Robin Tunney pensait avoir retrouvé un rôle à sa mesure après Mentalist. Las, The fix ne connaîtra qu’une saison.

Autant l’annoncer d’emblée à ceux qui tomberont sous le charme de The Fix : la série, avec pour tête d’affiche Robin Tunney, ne connaîtra pas de deuxième saison. En cause, les audiences jugées catastrophiques pour un réseau comme ABC, qui surfe sur des succès comme Grey Anatomy, Modern Family ou Good Doctor.

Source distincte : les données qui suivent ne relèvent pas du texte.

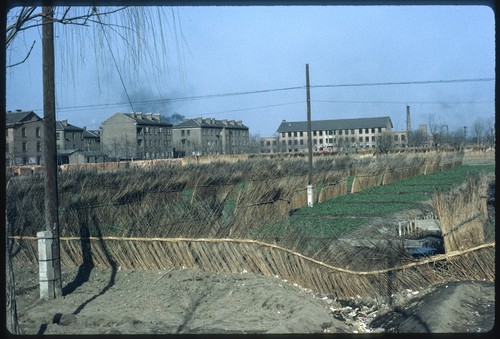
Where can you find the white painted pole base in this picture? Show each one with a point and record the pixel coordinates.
(309, 196)
(46, 269)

Exit, donc, la procureure Maya Travis qui va mettre une dizaine d’épisodes à tenter de coincer Sevvy Johnson (Adewale Akinnuoye-Agbaje), star de cinéma accusée d’un double meurtre. Lorsqu’il est acquitté - et on ne vous divulgue rien puisque tout ceci est dit dans les cinq premières minutes du premier épisode - Maya plaque tout pour aller élever des chevaux loin d’Hollywood. Sauf que, huit ans plus tard, Sevvy remet ça. Maya revient donc aux affaires, plus décidée que jamais à rendre justice aux trois femmes disparues.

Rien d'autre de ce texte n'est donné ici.